The train script will take over, and start dumping checkpoints into the folder specified by checkpoint_path (default = current folder). You also have to point the train script to the VGGNet protos (see the options inside train.lua).

If you'd like to evaluate BLEU/METEOR/CIDEr scores during training in addition to validation cross entropy loss, use -language_eval 1 option, but don't forget to download the coco-caption code into coco-caption directory.

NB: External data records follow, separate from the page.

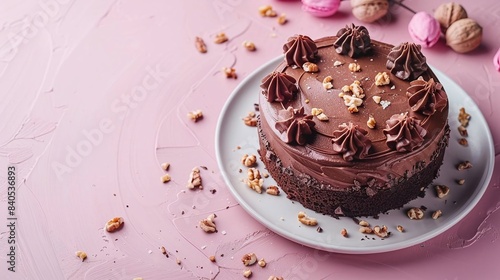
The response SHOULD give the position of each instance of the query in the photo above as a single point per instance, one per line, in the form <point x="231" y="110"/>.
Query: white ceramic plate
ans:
<point x="279" y="214"/>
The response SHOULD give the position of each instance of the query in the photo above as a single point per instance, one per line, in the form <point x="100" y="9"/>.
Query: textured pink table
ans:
<point x="94" y="98"/>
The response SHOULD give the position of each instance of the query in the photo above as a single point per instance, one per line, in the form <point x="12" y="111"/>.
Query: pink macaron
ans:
<point x="424" y="29"/>
<point x="496" y="60"/>
<point x="321" y="8"/>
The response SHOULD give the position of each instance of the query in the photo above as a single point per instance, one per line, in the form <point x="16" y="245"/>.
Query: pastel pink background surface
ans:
<point x="95" y="96"/>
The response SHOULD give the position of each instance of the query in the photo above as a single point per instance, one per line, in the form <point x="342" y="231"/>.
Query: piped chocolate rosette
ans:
<point x="383" y="128"/>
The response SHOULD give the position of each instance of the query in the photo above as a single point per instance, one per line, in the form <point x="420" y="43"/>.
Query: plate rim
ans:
<point x="480" y="186"/>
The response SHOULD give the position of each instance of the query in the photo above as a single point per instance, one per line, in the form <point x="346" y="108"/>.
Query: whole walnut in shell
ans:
<point x="448" y="13"/>
<point x="369" y="10"/>
<point x="464" y="35"/>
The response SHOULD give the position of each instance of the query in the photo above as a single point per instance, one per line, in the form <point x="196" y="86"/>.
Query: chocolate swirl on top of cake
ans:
<point x="426" y="97"/>
<point x="353" y="41"/>
<point x="404" y="133"/>
<point x="351" y="141"/>
<point x="406" y="61"/>
<point x="278" y="87"/>
<point x="295" y="126"/>
<point x="300" y="49"/>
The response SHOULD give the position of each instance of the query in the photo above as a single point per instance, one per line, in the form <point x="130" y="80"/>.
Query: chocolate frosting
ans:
<point x="278" y="87"/>
<point x="351" y="142"/>
<point x="404" y="133"/>
<point x="353" y="41"/>
<point x="406" y="61"/>
<point x="426" y="97"/>
<point x="300" y="49"/>
<point x="295" y="126"/>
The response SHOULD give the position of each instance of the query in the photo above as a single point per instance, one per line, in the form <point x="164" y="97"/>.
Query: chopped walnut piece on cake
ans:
<point x="306" y="220"/>
<point x="249" y="160"/>
<point x="371" y="123"/>
<point x="382" y="78"/>
<point x="442" y="191"/>
<point x="464" y="165"/>
<point x="254" y="180"/>
<point x="310" y="67"/>
<point x="436" y="214"/>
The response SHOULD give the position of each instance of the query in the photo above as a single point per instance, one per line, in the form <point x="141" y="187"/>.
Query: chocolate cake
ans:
<point x="350" y="126"/>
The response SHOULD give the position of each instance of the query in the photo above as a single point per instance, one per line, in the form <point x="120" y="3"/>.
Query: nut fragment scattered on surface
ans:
<point x="463" y="117"/>
<point x="463" y="131"/>
<point x="208" y="224"/>
<point x="464" y="165"/>
<point x="363" y="223"/>
<point x="381" y="231"/>
<point x="249" y="259"/>
<point x="282" y="19"/>
<point x="273" y="190"/>
<point x="254" y="180"/>
<point x="356" y="89"/>
<point x="247" y="273"/>
<point x="114" y="224"/>
<point x="249" y="45"/>
<point x="250" y="119"/>
<point x="249" y="160"/>
<point x="165" y="166"/>
<point x="81" y="254"/>
<point x="382" y="78"/>
<point x="267" y="11"/>
<point x="367" y="230"/>
<point x="371" y="123"/>
<point x="400" y="228"/>
<point x="310" y="67"/>
<point x="195" y="115"/>
<point x="354" y="67"/>
<point x="166" y="178"/>
<point x="463" y="142"/>
<point x="327" y="82"/>
<point x="436" y="214"/>
<point x="200" y="45"/>
<point x="306" y="220"/>
<point x="230" y="72"/>
<point x="442" y="190"/>
<point x="220" y="38"/>
<point x="415" y="213"/>
<point x="195" y="179"/>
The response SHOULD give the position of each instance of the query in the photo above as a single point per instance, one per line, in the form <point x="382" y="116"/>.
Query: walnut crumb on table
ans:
<point x="81" y="254"/>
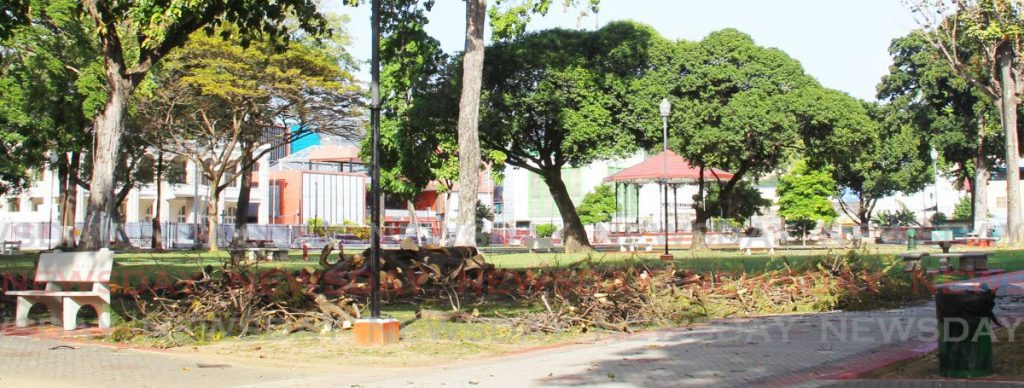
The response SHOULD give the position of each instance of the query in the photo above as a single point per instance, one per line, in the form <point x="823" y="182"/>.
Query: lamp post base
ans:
<point x="376" y="332"/>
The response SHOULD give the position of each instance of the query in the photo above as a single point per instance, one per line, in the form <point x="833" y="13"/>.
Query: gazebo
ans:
<point x="665" y="168"/>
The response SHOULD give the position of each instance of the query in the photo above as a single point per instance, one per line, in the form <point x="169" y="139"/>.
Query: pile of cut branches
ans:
<point x="238" y="301"/>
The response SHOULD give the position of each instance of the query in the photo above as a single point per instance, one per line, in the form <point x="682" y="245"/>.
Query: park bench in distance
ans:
<point x="11" y="247"/>
<point x="60" y="270"/>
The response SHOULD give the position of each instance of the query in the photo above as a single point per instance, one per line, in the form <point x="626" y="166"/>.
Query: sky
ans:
<point x="842" y="43"/>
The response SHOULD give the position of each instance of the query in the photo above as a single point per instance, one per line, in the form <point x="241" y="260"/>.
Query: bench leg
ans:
<point x="55" y="310"/>
<point x="102" y="314"/>
<point x="71" y="313"/>
<point x="22" y="313"/>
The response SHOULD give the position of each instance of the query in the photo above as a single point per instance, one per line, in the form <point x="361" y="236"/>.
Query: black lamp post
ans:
<point x="375" y="331"/>
<point x="375" y="168"/>
<point x="666" y="109"/>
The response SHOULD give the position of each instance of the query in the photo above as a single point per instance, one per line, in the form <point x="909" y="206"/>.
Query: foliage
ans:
<point x="895" y="161"/>
<point x="220" y="99"/>
<point x="546" y="230"/>
<point x="747" y="110"/>
<point x="804" y="197"/>
<point x="50" y="85"/>
<point x="509" y="17"/>
<point x="902" y="217"/>
<point x="414" y="148"/>
<point x="743" y="203"/>
<point x="926" y="94"/>
<point x="12" y="14"/>
<point x="564" y="98"/>
<point x="964" y="211"/>
<point x="597" y="206"/>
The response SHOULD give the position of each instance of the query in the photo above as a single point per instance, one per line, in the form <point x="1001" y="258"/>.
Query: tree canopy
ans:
<point x="804" y="197"/>
<point x="748" y="110"/>
<point x="564" y="98"/>
<point x="597" y="206"/>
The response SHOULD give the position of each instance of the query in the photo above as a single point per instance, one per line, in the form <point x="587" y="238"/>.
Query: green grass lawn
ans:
<point x="130" y="266"/>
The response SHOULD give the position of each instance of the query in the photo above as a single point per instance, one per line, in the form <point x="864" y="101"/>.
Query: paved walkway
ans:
<point x="803" y="350"/>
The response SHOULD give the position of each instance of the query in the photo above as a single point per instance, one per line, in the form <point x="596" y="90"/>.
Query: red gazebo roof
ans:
<point x="652" y="170"/>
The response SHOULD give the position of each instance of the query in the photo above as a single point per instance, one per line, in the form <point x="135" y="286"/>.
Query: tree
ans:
<point x="958" y="120"/>
<point x="747" y="110"/>
<point x="412" y="62"/>
<point x="804" y="198"/>
<point x="896" y="160"/>
<point x="135" y="36"/>
<point x="230" y="103"/>
<point x="469" y="113"/>
<point x="743" y="203"/>
<point x="564" y="98"/>
<point x="598" y="206"/>
<point x="994" y="27"/>
<point x="963" y="211"/>
<point x="50" y="88"/>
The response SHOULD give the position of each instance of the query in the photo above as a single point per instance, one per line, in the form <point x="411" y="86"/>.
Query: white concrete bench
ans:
<point x="60" y="270"/>
<point x="11" y="248"/>
<point x="632" y="243"/>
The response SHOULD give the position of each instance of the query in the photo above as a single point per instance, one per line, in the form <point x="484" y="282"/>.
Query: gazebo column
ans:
<point x="614" y="218"/>
<point x="675" y="206"/>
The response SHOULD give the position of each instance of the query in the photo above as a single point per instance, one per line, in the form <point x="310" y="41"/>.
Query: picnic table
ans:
<point x="258" y="254"/>
<point x="967" y="261"/>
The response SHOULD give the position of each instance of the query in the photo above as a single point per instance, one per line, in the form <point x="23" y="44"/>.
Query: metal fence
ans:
<point x="175" y="234"/>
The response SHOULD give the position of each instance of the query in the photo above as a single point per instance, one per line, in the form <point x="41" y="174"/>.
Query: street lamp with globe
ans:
<point x="666" y="109"/>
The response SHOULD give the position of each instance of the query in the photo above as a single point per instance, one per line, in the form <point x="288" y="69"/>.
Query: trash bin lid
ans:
<point x="966" y="287"/>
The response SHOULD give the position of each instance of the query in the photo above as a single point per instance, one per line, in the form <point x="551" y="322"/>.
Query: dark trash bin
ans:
<point x="966" y="319"/>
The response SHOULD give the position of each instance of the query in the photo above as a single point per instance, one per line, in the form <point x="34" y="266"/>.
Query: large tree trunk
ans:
<point x="979" y="191"/>
<point x="109" y="126"/>
<point x="698" y="242"/>
<point x="1014" y="234"/>
<point x="469" y="112"/>
<point x="211" y="215"/>
<point x="158" y="234"/>
<point x="242" y="209"/>
<point x="415" y="221"/>
<point x="69" y="200"/>
<point x="573" y="234"/>
<point x="444" y="221"/>
<point x="864" y="216"/>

A few notes on training. To give you an idea, with the default settings one epoch of MS COCO images is about 7500 iterations. 1 epoch of training (with no finetuning - notice this is the default) takes about 1 hour and results in validation loss ~2.7 and CIDEr score of ~0.4. By iteration 70,000 CIDEr climbs up to about 0.6 (validation loss at about 2.5) and then will top out at a bit below 0.7 CIDEr. After that additional improvements are only possible by turning on CNN finetuning. I like to do the training in stages, where I first train with no finetuning, and then restart the train script with -finetune_cnn_after 0 to start finetuning right away, and using -start_from flag to continue from the previous model checkpoint. You'll see your score rise up to about 0.9 CIDEr over ~2 days or so (on MS COCO).

I'd like to train on my own data

No problem, create a json file in the exact same form as before, describing your JPG files:

[{ "file_path": "path/img.jpg", "captions": ["a caption", "a similar caption" ...] }, ...]

and invoke the prepro.py script to preprocess all the images and data into and hdf5 file and json file. Then invoke train.lua (see detailed options inside code).

I'd like to distribute my GPU trained checkpoints for CPU

Use the script convert_checkpoint_gpu_to_cpu.lua to convert your GPU checkpoints to be usable on CPU. See inline documentation for why this separate script is needed. For example:

th convert_checkpoint_gpu_to_cpu.lua gpu_checkpoint.t7

write the file gpu_checkpoint.t7_cpu.t7, which you can now run with -gpuid -1 in the eval script.

License

BSD License.

Acknowledgements

Parts of this code were written in collaboration with my labmate Justin Johnson.

I'm very grateful for NVIDIA's support in providing GPUs that made this work possible.

I'm also very grateful to the maintainers of Torch for maintaining a wonderful deep learning library.